How do you find the equations for the normal line to `x^2+y^2=9` through (0,3)?

Answer 1

`x= 0`

Explanation:

We find the derivative.

`2x + 2y(dy/dx) = 0`

`2y(dy/dx) = -2x`

`dy/dx =(-2x)/(2y)`

`dy/dx = -x/y`

We now determine the slope of the tangent.

`m_"tangent" = -0/3`

`m_"tangent" = 0`

The normal line is perpendicular to the tangent, so the slope of the normal line will be `-1/k` of that of the tangent, where `k` is the slope of the tangent.

`m_"normal" = O/`

Hence, the normal line will be vertical at `(0, 3)` and will be of the form `x = a`.

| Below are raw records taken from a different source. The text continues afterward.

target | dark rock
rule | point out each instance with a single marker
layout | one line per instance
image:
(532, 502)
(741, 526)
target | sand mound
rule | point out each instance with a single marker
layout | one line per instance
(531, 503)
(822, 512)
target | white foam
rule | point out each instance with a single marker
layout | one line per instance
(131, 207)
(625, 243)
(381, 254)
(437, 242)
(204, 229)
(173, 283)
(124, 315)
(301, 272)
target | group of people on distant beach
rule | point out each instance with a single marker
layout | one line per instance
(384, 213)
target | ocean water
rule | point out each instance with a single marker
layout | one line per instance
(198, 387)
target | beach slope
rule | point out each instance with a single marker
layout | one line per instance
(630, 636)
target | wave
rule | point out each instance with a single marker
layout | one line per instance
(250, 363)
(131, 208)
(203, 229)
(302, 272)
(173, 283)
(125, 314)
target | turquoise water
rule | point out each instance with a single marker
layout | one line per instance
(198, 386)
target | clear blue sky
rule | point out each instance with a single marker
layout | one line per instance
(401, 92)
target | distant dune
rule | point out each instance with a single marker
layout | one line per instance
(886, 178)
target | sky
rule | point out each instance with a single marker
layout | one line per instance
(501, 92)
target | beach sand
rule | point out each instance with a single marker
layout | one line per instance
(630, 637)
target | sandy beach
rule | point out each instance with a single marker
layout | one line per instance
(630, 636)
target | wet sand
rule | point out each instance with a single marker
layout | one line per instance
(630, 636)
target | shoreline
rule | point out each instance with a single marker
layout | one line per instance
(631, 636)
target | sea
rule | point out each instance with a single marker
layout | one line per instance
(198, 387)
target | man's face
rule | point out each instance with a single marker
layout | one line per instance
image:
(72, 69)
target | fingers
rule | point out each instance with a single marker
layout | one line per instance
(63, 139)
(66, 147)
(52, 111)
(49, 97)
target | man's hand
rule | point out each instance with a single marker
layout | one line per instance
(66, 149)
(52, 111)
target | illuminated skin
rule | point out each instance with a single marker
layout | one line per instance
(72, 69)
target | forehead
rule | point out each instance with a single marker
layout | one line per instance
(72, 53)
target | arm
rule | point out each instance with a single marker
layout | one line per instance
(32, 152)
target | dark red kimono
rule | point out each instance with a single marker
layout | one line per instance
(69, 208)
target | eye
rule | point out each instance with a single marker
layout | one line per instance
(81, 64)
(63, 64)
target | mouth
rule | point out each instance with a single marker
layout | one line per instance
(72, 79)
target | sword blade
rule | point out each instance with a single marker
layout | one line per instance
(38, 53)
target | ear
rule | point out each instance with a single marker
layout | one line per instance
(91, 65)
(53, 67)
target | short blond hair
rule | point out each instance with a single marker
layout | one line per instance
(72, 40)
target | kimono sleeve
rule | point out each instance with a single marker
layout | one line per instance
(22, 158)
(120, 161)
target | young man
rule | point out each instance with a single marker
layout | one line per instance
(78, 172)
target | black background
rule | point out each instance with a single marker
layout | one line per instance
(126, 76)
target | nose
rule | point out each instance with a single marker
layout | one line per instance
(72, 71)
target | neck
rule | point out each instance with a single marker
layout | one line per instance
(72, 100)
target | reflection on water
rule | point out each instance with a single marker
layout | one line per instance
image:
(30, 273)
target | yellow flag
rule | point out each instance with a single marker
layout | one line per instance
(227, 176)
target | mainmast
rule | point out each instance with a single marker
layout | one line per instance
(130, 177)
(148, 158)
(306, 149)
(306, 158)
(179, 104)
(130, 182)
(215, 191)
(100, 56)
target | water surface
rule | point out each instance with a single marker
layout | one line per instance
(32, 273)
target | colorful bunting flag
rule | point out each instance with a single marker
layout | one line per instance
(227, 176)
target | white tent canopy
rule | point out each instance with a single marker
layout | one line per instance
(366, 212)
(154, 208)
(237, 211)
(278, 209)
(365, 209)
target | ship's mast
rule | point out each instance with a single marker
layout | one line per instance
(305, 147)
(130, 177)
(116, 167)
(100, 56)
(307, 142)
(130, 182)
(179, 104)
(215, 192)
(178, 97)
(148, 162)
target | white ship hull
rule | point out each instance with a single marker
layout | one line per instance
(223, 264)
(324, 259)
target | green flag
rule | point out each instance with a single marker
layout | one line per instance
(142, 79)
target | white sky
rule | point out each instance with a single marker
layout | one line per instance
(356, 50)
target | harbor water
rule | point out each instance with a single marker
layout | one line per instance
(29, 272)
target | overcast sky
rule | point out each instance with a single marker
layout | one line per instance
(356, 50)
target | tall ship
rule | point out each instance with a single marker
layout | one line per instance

Since the point of intersection is `x = 0`, the normal line will have equation `x= 0`.

Hopefully this helps!

Answer 2

Here is a solution using geometry.

Explanation:

`x^2+y^2=9` is a circle centered at `(0,0)` with radius `3`.

The point `(0,3)` is on the `y`-axis.

The line segment joining `(0,0)` and `(0,3)` is a radius of the circle and the radius is perpendicular to the tangent.

So the `y` axis is the normal line at that point.

Answer 3

Here is a solution using calculus, but without implicit differentiation.

Explanation:

`x^2+y^2=9`

`y = +-sqrt(9-x^2)`

The point `(0,3)` is a solution to `y = sqrt(9-x^2)` so we are interested in the function `f(x) = sqrt(9-x^2)`.

Differentiate using the chain rule to get

`f'(x) = 1/(2sqrt(9-x^2)) * (-2x) = (-x)/sqrt(9-x^2)`

At `(0,3)`, the tangent line has slope `f'(0) = 0`. So the tangent line is a horizontal line and the normal line is vertical.

The vertical line through `(0,3)` has equation `x=0`.